A dette conclusioni conduce innanzitutto il tenore letterale del richiamato comma 62 che, diversamente da quanto disposto, ad esempio, dal comma 2 dell'art. 420 bis c.p.c., fa riferimento, appunto, alla comunicazione della sentenza e non "dell'avviso di deposito" della stessa.
Inoltre la disposizione, sebbene di carattere speciale, nulla specifica in merito alla forma della comunicazione, sicché vale al riguardo la disciplina dettata dal codice di rito che, all'art. 45, comma 2, disp. att. c.p.c., come modificato dal d.l. 18.10.2012 n. 179, stabilisce che "il biglietto contiene in ogni caso ....il testo integrale del provvedimento comunicato". La necessità della comunicazione del testo integrale è stata del resto ribadita dal d.l. 24.6.2014 n. 90, convertito con modificazioni dalla legge 11 agosto 2014 n. 114.
L'odierno ricorrente neppure deduce, prima ancora che documentare, che la comunicazione di Cancelleria non contenesse il testo integrale della sentenza.
2.- Il ricorso deve essere pertanto rigettato.
Le spese di lite seguono la soccombenza e, liquidate come da dispositivo, debbono distrarsi in favore del difensore della società, dichiaratosi antecipante.
P.Q.M.
Rigetta il ricorso. Condanna il ricorrente al pagamento delle spese del presente giudizio di legittimità, che liquida in €.200,00 per esborsi, €.4.000,00 per compensi professionali, oltre spese generali nella misura del 15%, i.v.a. e c.p.a., da distrarsi in favore dell'avv. M. R. A.
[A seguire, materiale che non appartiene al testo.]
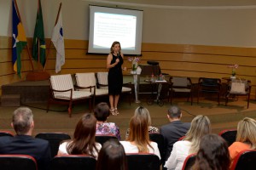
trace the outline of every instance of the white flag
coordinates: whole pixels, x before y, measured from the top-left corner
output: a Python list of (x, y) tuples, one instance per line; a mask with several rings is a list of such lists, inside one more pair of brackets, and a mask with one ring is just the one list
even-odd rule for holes
[(56, 48), (56, 65), (55, 72), (58, 73), (61, 70), (61, 66), (65, 64), (65, 47), (62, 29), (61, 9), (60, 10), (58, 21), (53, 30), (51, 41)]

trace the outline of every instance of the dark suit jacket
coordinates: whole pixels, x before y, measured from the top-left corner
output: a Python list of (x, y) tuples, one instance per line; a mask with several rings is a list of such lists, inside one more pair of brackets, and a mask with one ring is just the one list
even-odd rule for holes
[(38, 170), (49, 169), (49, 142), (29, 135), (0, 137), (0, 154), (28, 155), (37, 160)]
[(190, 122), (182, 122), (181, 121), (174, 121), (160, 128), (160, 133), (165, 139), (166, 158), (166, 161), (172, 150), (173, 144), (179, 138), (184, 136), (190, 128)]

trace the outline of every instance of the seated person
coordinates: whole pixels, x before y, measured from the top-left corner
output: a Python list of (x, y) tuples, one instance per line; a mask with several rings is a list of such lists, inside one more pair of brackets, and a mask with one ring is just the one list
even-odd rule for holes
[(96, 123), (95, 116), (85, 113), (77, 124), (73, 139), (61, 144), (57, 155), (90, 155), (97, 159), (102, 144), (95, 142)]
[(0, 137), (0, 154), (28, 155), (34, 157), (38, 170), (49, 169), (50, 148), (49, 142), (32, 137), (34, 128), (33, 115), (26, 107), (20, 107), (14, 111), (12, 128), (15, 137)]
[(206, 116), (198, 115), (191, 122), (191, 127), (183, 140), (174, 143), (172, 151), (165, 167), (167, 169), (182, 169), (186, 157), (199, 150), (201, 139), (211, 133), (210, 120)]
[(207, 134), (200, 141), (193, 170), (229, 170), (230, 153), (226, 141), (218, 134)]
[(231, 164), (240, 151), (248, 149), (256, 149), (256, 121), (245, 117), (238, 122), (236, 142), (229, 147)]
[(96, 106), (94, 110), (94, 116), (97, 120), (96, 134), (113, 134), (120, 140), (119, 128), (114, 122), (107, 122), (109, 115), (109, 106), (107, 103), (99, 103)]
[(131, 117), (129, 136), (120, 143), (125, 153), (153, 153), (161, 159), (157, 144), (149, 140), (148, 121), (144, 116)]
[(128, 170), (127, 159), (123, 145), (117, 139), (103, 144), (96, 162), (96, 170)]
[[(150, 117), (149, 111), (147, 108), (143, 107), (143, 106), (137, 107), (135, 110), (134, 116), (135, 116), (144, 117), (144, 119), (146, 119), (148, 121), (148, 133), (159, 133), (159, 128), (156, 128), (156, 127), (152, 127), (151, 126), (151, 117)], [(129, 133), (130, 133), (130, 128), (128, 128), (127, 131), (126, 131), (125, 139), (128, 138)]]

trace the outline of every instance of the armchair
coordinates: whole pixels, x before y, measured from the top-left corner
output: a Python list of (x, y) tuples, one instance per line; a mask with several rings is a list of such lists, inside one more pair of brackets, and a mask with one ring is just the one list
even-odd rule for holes
[(247, 109), (249, 108), (251, 81), (249, 80), (231, 80), (229, 83), (228, 91), (225, 96), (225, 105), (227, 105), (229, 98), (237, 100), (238, 96), (246, 96), (247, 99)]
[(170, 88), (169, 88), (169, 97), (168, 101), (171, 98), (171, 105), (172, 104), (172, 97), (175, 93), (188, 94), (188, 101), (189, 97), (191, 98), (191, 105), (193, 105), (193, 90), (192, 90), (192, 82), (189, 77), (179, 77), (179, 76), (171, 76), (169, 79)]
[(221, 80), (218, 78), (200, 77), (198, 80), (197, 103), (201, 94), (217, 94), (219, 105), (219, 95), (221, 92)]
[(75, 90), (70, 74), (50, 76), (49, 98), (46, 110), (47, 112), (51, 103), (68, 105), (68, 115), (69, 117), (71, 117), (73, 104), (84, 102), (86, 100), (89, 100), (89, 107), (90, 110), (91, 110), (91, 93)]

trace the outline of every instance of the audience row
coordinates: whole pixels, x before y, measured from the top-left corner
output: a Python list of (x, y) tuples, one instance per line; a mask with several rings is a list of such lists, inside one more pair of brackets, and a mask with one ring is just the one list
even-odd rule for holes
[[(160, 129), (151, 126), (149, 111), (138, 107), (131, 118), (125, 141), (120, 140), (119, 127), (107, 122), (109, 116), (107, 103), (100, 103), (94, 115), (84, 114), (77, 123), (73, 138), (63, 141), (58, 156), (90, 155), (97, 159), (96, 169), (127, 169), (125, 153), (152, 153), (161, 160), (157, 143), (150, 141), (148, 133), (160, 133), (164, 137), (165, 157), (163, 168), (182, 169), (184, 160), (196, 154), (193, 169), (229, 169), (236, 156), (241, 150), (256, 149), (256, 121), (245, 117), (238, 122), (236, 141), (228, 147), (220, 136), (212, 134), (207, 116), (196, 116), (189, 122), (182, 122), (182, 113), (176, 105), (168, 110), (170, 123)], [(17, 135), (0, 137), (0, 154), (22, 154), (33, 156), (38, 169), (49, 169), (51, 160), (49, 142), (32, 137), (33, 115), (29, 108), (14, 111), (11, 126)], [(113, 134), (119, 140), (106, 142), (103, 146), (96, 142), (96, 134)], [(183, 137), (183, 139), (179, 139)], [(104, 166), (104, 167), (102, 167)]]

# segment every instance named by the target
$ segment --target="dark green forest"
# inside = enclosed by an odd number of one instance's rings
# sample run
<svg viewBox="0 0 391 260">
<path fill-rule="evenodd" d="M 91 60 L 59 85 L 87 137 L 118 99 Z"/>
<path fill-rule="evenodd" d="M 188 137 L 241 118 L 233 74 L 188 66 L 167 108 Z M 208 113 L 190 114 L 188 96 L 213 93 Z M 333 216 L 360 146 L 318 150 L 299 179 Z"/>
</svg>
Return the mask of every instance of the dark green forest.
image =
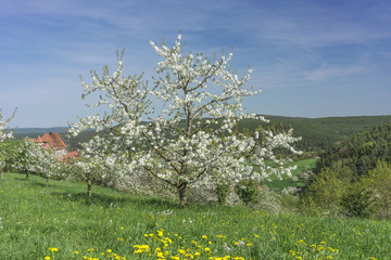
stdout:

Ai sensi dell'art. 13, comma 1 quater, del d.P.R. n. 115/02, nel testo risultante dalla L. 24.12.12 n. 228, la Corte dà atto della sussistenza dei presupposti per il versamento, da parte del ricorrente, dell'ulteriore importo a titolo di contributo unificato, pari a quello dovuto per il ricorso, a norma del comma 1 bis dello stesso art. 13.